С хохлом и евреем — с теми и того проще. Если только хохла убедишь, что как получишь документы и станешь директором комбината или хлебозавода, то возьмешь его к себе, начальником военизированной охраны либо командиром пожарной команды, — тут же куда хочешь тебя пропустит. Хоть в рай без контрамарки.
С евреем, с тем надо пото-о-оньше! С тем надо долго про миры говорить, про литературу, про женщин да намекнуть, что в родне, пусть и дальней, у тебя тоже евреи водились, ну, если не в родне, так был на фронте друг из евреев, хра-а-абры-ый, падла, спасу нет, сталыть, и среди евреев хорошие люди попадаются…
Но моряк! Он же ж, гад, никакой нации не принадлежит, поскольку на воде все время, земные дела его не касаются, внесоциален он. Стоит вот в красивой своей форме, и морда у него от селедки блестит!.. А тут пехотня-вшивота да «бог войны», испаривший штаны, изломавший кости в земляной работе, при перетаскивании орудий хребет надломивший, танкист пьяный горелой головешкой на полу валяется.
А он, подлюга, стоит в клешах и не колышется — бури кончились, волной его больше не качает!
Наверх вызывали или, по-тогдашнему сказать, выкликали попарно.
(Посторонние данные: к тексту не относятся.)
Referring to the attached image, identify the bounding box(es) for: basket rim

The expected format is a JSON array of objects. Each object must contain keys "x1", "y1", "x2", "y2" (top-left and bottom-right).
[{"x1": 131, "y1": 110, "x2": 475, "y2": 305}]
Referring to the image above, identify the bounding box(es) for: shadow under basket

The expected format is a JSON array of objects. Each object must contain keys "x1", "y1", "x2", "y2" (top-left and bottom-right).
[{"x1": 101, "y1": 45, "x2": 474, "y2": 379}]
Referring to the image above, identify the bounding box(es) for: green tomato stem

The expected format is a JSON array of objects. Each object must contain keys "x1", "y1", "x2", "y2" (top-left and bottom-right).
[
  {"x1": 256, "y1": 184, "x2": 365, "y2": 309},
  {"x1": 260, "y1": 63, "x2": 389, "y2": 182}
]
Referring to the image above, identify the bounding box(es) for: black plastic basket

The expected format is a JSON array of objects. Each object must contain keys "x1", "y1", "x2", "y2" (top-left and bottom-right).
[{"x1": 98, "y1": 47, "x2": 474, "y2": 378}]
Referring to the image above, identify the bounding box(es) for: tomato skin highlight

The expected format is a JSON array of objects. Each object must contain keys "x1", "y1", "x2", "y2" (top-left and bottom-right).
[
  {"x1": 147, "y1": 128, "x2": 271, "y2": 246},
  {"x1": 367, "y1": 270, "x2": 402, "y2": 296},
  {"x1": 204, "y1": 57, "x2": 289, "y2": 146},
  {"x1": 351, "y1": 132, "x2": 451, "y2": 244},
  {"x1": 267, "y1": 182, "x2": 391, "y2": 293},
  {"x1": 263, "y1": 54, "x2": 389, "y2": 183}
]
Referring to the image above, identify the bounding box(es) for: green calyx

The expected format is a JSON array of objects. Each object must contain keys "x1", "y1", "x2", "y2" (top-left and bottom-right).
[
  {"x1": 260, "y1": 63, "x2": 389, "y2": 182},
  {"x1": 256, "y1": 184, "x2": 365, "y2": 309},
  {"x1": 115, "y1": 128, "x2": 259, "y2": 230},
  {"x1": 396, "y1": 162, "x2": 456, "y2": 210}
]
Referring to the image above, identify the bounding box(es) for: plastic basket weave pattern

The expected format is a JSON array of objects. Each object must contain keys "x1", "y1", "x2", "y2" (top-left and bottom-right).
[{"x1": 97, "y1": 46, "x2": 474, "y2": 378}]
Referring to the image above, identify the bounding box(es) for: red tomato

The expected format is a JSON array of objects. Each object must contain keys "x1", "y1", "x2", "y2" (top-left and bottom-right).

В чусовском военкомате, как и в большинстве заведений в стране, рады были до беспамятства окончанию войны и победе, но к встрече и устройству победителей не подготовились как следует, несмотря на велеречивые приказы главного командования, потому что оно, главное командование, большое и малое, привыкло отдавать приказы, да никогда не спешило помогать, надеясь, как всегда, что на местах проявят инициативу, прибегнут к военной находчивости, нарушат, обойдут законы и приказы, и если эта самая находчивость сойдет — похвалят, может, орден дадут, пайку дополнительную. Не пройдет — не обессудьте! — отправят уголь добывать либо лес валить.